Week in Review
Equities continue their grind harder and higher this week as optimism for economic growth remains. The S&P 500 finished the week up three quarters of a percent resulting in year-to-date gains of over 14 percent. Yields also ticked up resulting in the 10-year Treasury yielding 2.32 percent.
As September closes, we continue to be surprised by the strength in the equity market, even though it is at odds with both current events and past market trends. Turmoil in Washington D.C. does not lend the market confidence and, while we finally learned some details on the tax bill this week, fiscal policy has not been one of the catalysts for these robust returns. However, for the third quarter of 2017, the S&P 500 has rallied roughly 4 percent. On top of the headline volatility, there is the seasonal pattern of the third quarter being the worst quarter of the year. On average, stocks post negative returns in the third quarter.
This mysterious bolstering strength comes from corporate earnings, not just in the U.S. but also abroad. The chart below highlights the robust year-over-year growth in earnings in the U.S. as well as outside the U.S.
The snapback from the earnings recession of 2015 and 2016 has been meaningful, especially in international markets.

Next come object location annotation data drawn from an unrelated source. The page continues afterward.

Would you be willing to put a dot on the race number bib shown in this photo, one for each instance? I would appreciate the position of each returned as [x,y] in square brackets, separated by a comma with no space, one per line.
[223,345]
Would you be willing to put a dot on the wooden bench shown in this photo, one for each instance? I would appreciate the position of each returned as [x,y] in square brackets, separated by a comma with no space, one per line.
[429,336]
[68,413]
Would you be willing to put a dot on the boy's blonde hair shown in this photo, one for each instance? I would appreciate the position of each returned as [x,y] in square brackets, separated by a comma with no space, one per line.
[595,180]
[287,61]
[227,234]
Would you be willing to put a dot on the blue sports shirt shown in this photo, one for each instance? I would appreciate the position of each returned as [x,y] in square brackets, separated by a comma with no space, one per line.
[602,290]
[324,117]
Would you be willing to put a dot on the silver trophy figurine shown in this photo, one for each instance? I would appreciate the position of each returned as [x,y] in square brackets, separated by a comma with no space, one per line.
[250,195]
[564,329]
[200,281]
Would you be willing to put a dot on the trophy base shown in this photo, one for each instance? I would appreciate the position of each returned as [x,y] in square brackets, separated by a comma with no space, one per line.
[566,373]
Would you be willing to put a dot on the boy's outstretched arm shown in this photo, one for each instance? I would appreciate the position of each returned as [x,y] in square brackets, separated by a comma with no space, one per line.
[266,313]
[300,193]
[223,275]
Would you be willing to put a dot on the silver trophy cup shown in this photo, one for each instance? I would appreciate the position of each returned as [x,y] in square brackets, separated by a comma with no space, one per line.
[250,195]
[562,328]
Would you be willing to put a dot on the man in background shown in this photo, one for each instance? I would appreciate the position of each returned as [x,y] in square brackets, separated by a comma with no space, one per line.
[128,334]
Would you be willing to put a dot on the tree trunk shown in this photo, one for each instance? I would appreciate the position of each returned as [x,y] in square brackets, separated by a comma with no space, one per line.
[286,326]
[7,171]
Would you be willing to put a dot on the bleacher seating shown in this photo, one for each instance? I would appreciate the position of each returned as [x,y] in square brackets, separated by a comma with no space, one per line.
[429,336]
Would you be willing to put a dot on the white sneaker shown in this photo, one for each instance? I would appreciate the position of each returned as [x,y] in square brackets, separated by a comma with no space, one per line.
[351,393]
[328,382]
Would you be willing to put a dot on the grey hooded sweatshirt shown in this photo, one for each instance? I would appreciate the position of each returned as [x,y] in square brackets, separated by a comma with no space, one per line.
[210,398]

This positive momentum should continue into 2018, and any fiscal stimulus out of Washington would just add to this earnings growth.

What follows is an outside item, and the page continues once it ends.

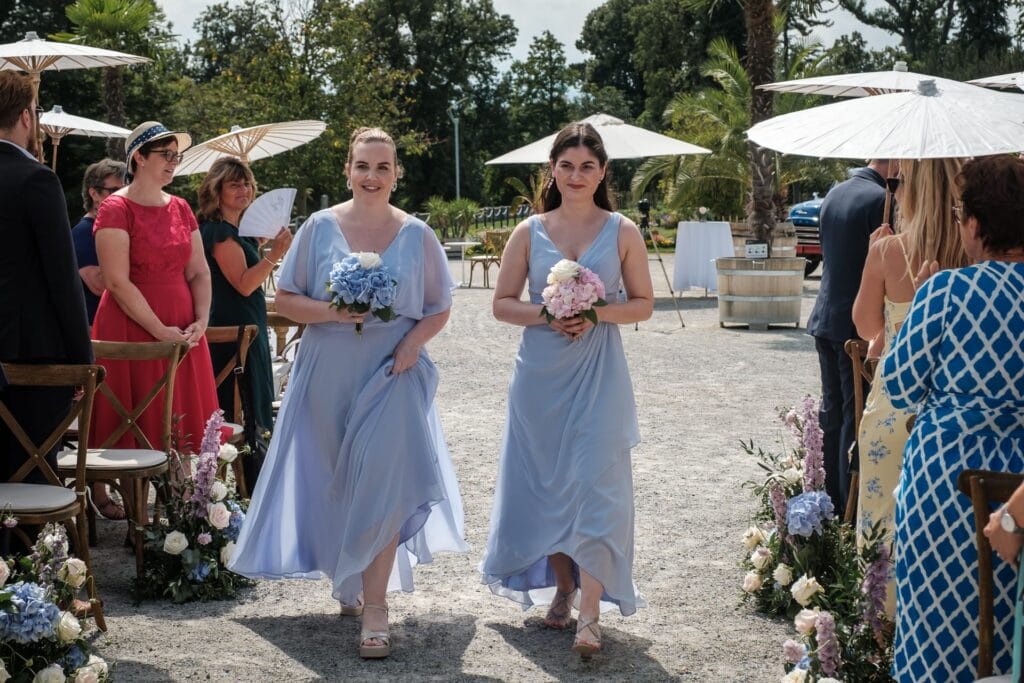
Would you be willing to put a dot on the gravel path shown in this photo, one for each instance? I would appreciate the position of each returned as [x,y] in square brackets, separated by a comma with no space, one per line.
[698,389]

Because stocks don’t go up in a continuous, straight line, investors shouldn’t be surprised if we get some sort of a sell off after recent market strength. Since 1980, the average annual return for the S&P 500 is roughly 10 percent. However, at any given time during a year the market will have a drawdown of 14 percent (see below).
We have not had a 5 percent drawdown since the Brexit vote in June 2016, and the CBOE Volatility Index is at historic lows. While we currently do not see a catalyst for a market downturn, as Venus Williams said, “You can never get complacent because a loss is around the corner.”